2.0

8.5K 584 405
                                    


"Ne vardı bu kadar içecek?"

"Sadece eğleniyorduk, Kook. Sinirleneceğin bir neden göremiyorum."

Ben görebiliyorum, hemde bu kafayla.

Resmen sokağın ortasında - kucağındaydım, daha sonra tartışabilirdik - dikiliyorduk ve Jungkook arabayı artık ne kadar hızlı sürdüyse, o telefon konuşmasından sadece dört dakika sonra, önümüzde durdurmuştu.

İnişinden bahsetmiyordum bile, Tanrım.

Hulk gibiydi, yeşile dönse şaşırmazdım.

"Güneşin doğmasına bir saat kalana kadar eğleniyorsunuz," Sinirle nefesini verdiği duymuştum fakat şu an arka koltukta kendi hayal dünyamla uğraşıyordum; maalesef uçma serüvenim Jimin'in beni arka koltuğa koymasıyla - fırlatmasıyla - son bulmuştu. "Ve Chaeyoung sarhoş oluyor?"

"Jungkookie," Jimin'in Jungkook'un omzuna hafifçe vurup güldüğünü gördüm fakat Jungkook eğleniyor gibi durmuyordu. "Sakin ol, benimleydi.
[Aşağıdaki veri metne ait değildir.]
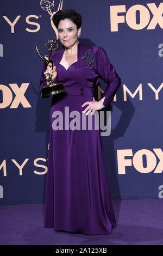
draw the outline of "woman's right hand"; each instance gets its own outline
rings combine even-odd
[[[53,81],[55,79],[57,76],[57,71],[56,70],[56,66],[54,66],[53,69],[52,68],[52,63],[49,63],[47,66],[47,69],[43,73],[43,75],[45,75],[45,77],[48,74],[52,75],[52,81],[53,82]]]

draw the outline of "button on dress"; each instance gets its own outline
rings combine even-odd
[[[102,78],[107,84],[101,97],[105,96],[103,105],[107,107],[121,79],[101,46],[88,46],[79,41],[78,61],[67,69],[60,64],[64,51],[64,48],[56,51],[51,57],[58,72],[55,82],[63,83],[66,95],[57,101],[55,95],[52,97],[49,112],[45,227],[88,235],[111,234],[117,224],[106,180],[101,131],[95,128],[95,115],[91,116],[92,129],[87,123],[82,129],[83,119],[87,121],[90,114],[82,112],[87,105],[82,105],[93,101],[93,90]],[[46,85],[45,65],[40,89]],[[58,114],[62,117],[62,123],[57,130]],[[74,121],[77,116],[80,126]]]

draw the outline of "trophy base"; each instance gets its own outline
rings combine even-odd
[[[40,89],[41,98],[47,98],[50,96],[58,95],[64,93],[65,94],[66,92],[65,90],[62,83],[50,83],[49,84],[45,86]]]

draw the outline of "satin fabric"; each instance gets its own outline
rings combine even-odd
[[[90,118],[82,113],[86,106],[82,105],[93,101],[93,90],[101,78],[107,83],[101,98],[105,96],[103,105],[108,106],[121,79],[100,46],[87,46],[79,41],[78,61],[67,70],[60,64],[64,51],[64,48],[56,51],[52,56],[58,72],[55,82],[63,83],[66,95],[57,101],[53,97],[49,113],[45,227],[90,235],[111,234],[117,224],[106,180],[101,131],[95,128],[96,115],[92,116],[91,130],[87,125],[86,129],[81,129],[83,118],[86,121]],[[44,64],[40,88],[46,84],[45,68]],[[70,113],[76,113],[73,111],[80,115],[80,130],[67,129],[73,119]],[[62,130],[54,130],[57,113],[62,115]]]

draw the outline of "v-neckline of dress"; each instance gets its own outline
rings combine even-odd
[[[67,71],[71,67],[71,66],[72,66],[73,64],[74,64],[75,63],[77,63],[79,61],[79,45],[80,45],[82,44],[82,42],[80,42],[80,41],[79,40],[79,42],[78,42],[78,49],[77,49],[77,62],[73,62],[73,63],[72,63],[68,68],[68,69],[66,69],[66,68],[62,64],[61,64],[60,63],[61,60],[62,59],[62,57],[63,57],[63,55],[64,55],[64,51],[65,51],[65,47],[64,47],[63,50],[62,50],[62,54],[61,54],[61,59],[60,60],[60,62],[59,63],[59,65],[62,66],[64,69],[65,70]]]

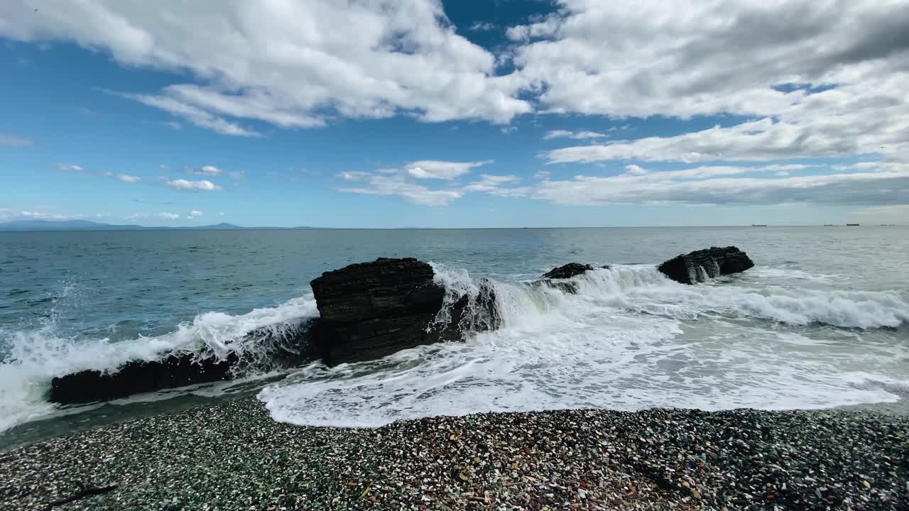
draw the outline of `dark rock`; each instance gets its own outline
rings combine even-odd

Bana güvenmiyor musun?"

Benimleydi...

Ağır ol, az sonra ikinizin de üstüne kusacağım.

"Sorun bu değil, abi... Ah, cidden."

"Sorun ne o zaman?" Tanrım, sesleri mi yükseliyordu, bana mı öyle geliyordu? "Chaeyoung'la ilgili bir durum olduğunda saldırmaya hazırsın, açıklar mısın artık bana? Neler olduğunu? Canın neye bu kadar sıkıldı anlayamıyorum!"

Oh, içki yüzünden çoktan sızmış olmayı dilerdim fakat şans bir kez daha yüzüme gülmemişti.
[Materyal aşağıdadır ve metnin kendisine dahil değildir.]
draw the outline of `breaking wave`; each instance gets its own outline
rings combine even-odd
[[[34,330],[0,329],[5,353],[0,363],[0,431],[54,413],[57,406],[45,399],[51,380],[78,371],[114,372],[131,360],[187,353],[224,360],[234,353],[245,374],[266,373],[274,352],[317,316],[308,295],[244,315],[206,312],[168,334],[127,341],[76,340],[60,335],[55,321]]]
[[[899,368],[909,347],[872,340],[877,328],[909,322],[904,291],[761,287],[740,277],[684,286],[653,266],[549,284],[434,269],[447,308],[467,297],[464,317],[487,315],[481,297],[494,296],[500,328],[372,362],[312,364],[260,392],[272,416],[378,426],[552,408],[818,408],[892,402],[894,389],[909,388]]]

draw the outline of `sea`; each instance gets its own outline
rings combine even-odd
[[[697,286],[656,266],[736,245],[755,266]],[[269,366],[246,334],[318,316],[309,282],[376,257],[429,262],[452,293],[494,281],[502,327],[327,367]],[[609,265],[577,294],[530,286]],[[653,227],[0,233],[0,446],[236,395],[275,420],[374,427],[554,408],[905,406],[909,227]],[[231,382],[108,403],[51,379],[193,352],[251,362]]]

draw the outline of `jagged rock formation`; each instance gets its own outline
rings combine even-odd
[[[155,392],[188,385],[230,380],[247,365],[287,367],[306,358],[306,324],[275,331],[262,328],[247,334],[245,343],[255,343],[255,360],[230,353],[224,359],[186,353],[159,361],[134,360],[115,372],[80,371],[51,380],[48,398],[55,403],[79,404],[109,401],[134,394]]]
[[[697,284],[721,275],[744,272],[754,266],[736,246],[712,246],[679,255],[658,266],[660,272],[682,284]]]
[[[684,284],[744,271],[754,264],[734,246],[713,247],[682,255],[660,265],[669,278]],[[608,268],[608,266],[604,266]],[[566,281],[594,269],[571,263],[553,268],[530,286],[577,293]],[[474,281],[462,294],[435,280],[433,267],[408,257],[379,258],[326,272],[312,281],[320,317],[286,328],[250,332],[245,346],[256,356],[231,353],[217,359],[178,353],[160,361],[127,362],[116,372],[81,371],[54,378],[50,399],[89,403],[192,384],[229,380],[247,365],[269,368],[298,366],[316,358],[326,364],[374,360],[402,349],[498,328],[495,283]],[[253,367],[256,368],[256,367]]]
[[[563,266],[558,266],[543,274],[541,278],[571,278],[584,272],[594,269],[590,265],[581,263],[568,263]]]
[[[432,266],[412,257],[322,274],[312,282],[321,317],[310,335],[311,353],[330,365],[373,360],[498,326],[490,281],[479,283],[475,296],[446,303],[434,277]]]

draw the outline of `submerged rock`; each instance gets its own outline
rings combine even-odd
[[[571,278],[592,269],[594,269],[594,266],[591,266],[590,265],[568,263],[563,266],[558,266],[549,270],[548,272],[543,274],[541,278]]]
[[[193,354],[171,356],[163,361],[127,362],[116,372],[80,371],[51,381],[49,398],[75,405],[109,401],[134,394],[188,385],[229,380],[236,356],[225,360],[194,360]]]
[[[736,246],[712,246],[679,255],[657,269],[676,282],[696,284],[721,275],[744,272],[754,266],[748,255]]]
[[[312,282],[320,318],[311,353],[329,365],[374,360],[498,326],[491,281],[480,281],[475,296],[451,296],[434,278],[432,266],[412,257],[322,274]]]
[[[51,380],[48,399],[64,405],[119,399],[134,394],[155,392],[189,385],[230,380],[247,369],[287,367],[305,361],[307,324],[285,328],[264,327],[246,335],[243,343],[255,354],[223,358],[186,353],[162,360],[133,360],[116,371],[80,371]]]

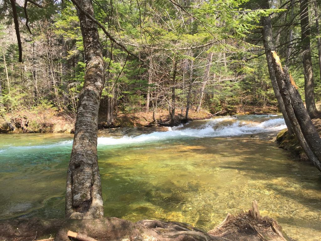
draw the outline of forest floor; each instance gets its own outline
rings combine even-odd
[[[224,111],[218,115],[250,114],[257,113],[275,113],[277,108],[273,106],[263,107],[251,105],[227,107]],[[120,112],[115,116],[114,124],[108,126],[107,124],[106,112],[103,108],[100,110],[99,116],[98,128],[103,129],[113,127],[142,127],[151,125],[154,123],[153,112],[138,112],[134,113]],[[184,122],[185,110],[177,109],[176,124]],[[0,117],[0,133],[65,132],[72,133],[74,130],[75,118],[63,112],[58,112],[53,108],[42,111],[23,110],[8,112]],[[204,120],[213,116],[208,111],[201,109],[197,112],[191,109],[188,120]],[[159,109],[156,113],[158,123],[166,125],[170,117],[168,110]],[[8,124],[10,121],[15,129],[13,131]]]

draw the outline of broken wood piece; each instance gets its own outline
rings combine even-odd
[[[94,238],[88,237],[84,234],[76,233],[71,231],[70,230],[68,230],[67,235],[69,238],[73,238],[78,239],[80,241],[97,241]]]
[[[51,241],[55,239],[55,238],[45,238],[44,239],[37,239],[35,241]]]
[[[260,214],[260,211],[257,207],[257,201],[255,200],[252,203],[253,210],[253,217],[254,219],[261,219],[261,216]]]

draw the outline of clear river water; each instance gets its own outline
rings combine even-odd
[[[208,231],[259,203],[298,240],[321,240],[321,174],[251,134],[285,127],[282,116],[194,121],[167,131],[100,132],[106,216],[175,220]],[[73,135],[0,134],[0,219],[64,216]]]

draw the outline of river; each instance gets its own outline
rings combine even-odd
[[[216,117],[164,132],[119,129],[98,139],[105,215],[208,231],[257,201],[298,240],[321,237],[321,175],[273,141],[282,116]],[[0,134],[0,219],[64,216],[73,135]]]

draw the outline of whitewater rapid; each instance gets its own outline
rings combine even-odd
[[[120,138],[100,137],[98,139],[98,146],[99,147],[134,144],[181,138],[235,137],[280,130],[286,128],[284,119],[279,116],[270,115],[239,117],[223,117],[200,121],[201,121],[200,124],[196,125],[196,127],[195,125],[193,126],[192,124],[197,122],[192,121],[185,125],[169,127],[168,130],[166,131],[155,131],[136,136],[125,135]],[[266,120],[263,121],[262,119]],[[0,148],[0,152],[13,148],[23,149],[70,147],[72,146],[72,143],[73,140],[70,140],[42,145],[32,145],[30,143],[30,145],[23,146],[4,147],[5,148]]]
[[[98,145],[130,144],[182,138],[200,138],[233,137],[280,130],[286,128],[284,120],[281,118],[251,124],[236,121],[231,124],[220,126],[220,122],[235,120],[235,118],[230,117],[211,119],[199,128],[186,128],[184,126],[180,125],[177,127],[169,127],[167,131],[156,131],[136,137],[124,136],[119,138],[99,137],[98,138]]]

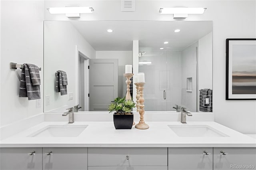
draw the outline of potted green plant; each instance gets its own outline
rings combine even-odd
[[[132,100],[117,97],[108,106],[109,113],[115,111],[113,115],[114,124],[116,129],[130,129],[133,123],[133,107],[135,103]]]

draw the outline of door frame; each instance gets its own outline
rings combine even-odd
[[[85,53],[82,52],[82,50],[78,47],[77,45],[76,45],[76,68],[77,70],[76,75],[76,93],[77,94],[76,97],[75,99],[75,102],[76,104],[79,103],[79,70],[78,65],[79,64],[79,57],[80,56],[82,56],[84,59],[84,111],[89,111],[89,97],[88,97],[88,93],[89,93],[89,69],[88,66],[89,66],[89,59],[90,58],[84,55]]]

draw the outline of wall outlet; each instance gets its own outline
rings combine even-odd
[[[41,105],[42,105],[42,103],[41,103],[41,99],[36,99],[36,108],[40,108],[41,107]]]
[[[68,93],[68,100],[73,100],[73,92]]]
[[[46,95],[45,96],[45,105],[48,106],[50,104],[50,95]]]
[[[207,105],[209,104],[209,98],[206,98],[205,99],[205,104]]]

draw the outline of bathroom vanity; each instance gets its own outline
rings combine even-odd
[[[116,130],[112,122],[44,122],[1,141],[1,169],[227,170],[233,165],[256,166],[255,139],[215,122],[147,123],[150,128],[146,130],[134,127]]]

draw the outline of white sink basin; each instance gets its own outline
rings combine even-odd
[[[87,127],[88,125],[50,125],[37,130],[28,137],[76,137]]]
[[[207,125],[169,125],[180,137],[226,137],[226,134]]]

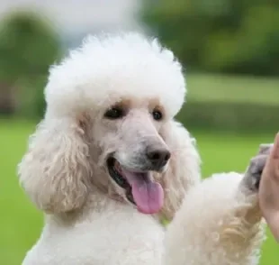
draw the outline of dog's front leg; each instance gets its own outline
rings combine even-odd
[[[166,265],[258,264],[257,188],[266,159],[260,152],[244,175],[216,174],[189,191],[166,232]]]

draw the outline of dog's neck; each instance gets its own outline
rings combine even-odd
[[[120,196],[111,197],[99,188],[94,187],[82,208],[68,213],[47,215],[46,221],[49,224],[55,223],[56,225],[73,226],[78,223],[94,222],[104,212],[117,212],[118,209],[122,212],[123,208],[126,211],[130,209],[131,214],[137,211],[135,207],[125,202]],[[150,215],[150,218],[155,218],[158,222],[160,222],[158,215]]]

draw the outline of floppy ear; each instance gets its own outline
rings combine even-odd
[[[183,125],[170,121],[160,135],[171,151],[167,170],[155,176],[165,191],[165,202],[160,215],[171,221],[179,209],[186,191],[200,181],[200,156],[195,141]]]
[[[38,208],[63,213],[83,206],[88,193],[89,151],[76,120],[45,119],[19,164],[20,182]]]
Konuşmak ve onları susturmak istiyordum fakat her an içlerinden biri boğazıma yapışabilirdi. Bu yüzden sessizce arka koltuğa sinmiş bir şekilde onları izlemek daha mantıklı geliyordu.

"Canım sıkılıyor, çünkü bu saate kadar düşüncesiz bir şekilde eğlenmeniz saçma! Ne gereği var ki? Eve dönmek çok mu zor geld..."

"Bizim bu saate kadar eğlenmemiz canını neden sıkıyor ki bu kadar, Jungkook?" Aman Tanrım, konuşan ben miydim? "Sonuçta sen de, kız arkadaşınla gece gece eğlenmedin mi?"

Biri beni tokatlayabilir miydi?

Kesinlikle amacım konuşmaya dahil olmak değildi fakat çenem neden susmuyordu?

Jungkook'un gözleri arabaya bindiğimden beri ilk kez benimle buluştuğunda gözlerimin yandığını hissedebiliyordum fakat umurumda olmadı.

Kırılmıştım, kaçıncı kez?

Bana haber bile vermeyi düşünmemişti. Değerim bu muydu?

Aptal bir toplantıya gelmeme sebebinin sadece bir kız olduğunu Jimin'den öğrenmek istemiyordum. Bu koymuştu işte.

Araba aniden durduğunda öne doğru kaydım fakat koltuğa tutunarak kendimi sabitlemeyi başarabildim.

Çok ani bir şekilde frene basmıştı, çarpışan araba mı oynuyorduk? Derdi neydi?

"Chaeyoung'u yurduna bırakmayacak mıydık?" Jimin uzun bir sessizlikten sonra konuştuğunda sesimi çıkarmadan ikisini izlemeye devam ettim.

Tiyatrodaydım sanki.

İki saniye sonra durduğumuz yerin aslında onların yurdu olduğunu idrak edebildim.

Jungkook'un buz gibi sesini duymadan önce bakışları dikiz aynasından bana çevrildi.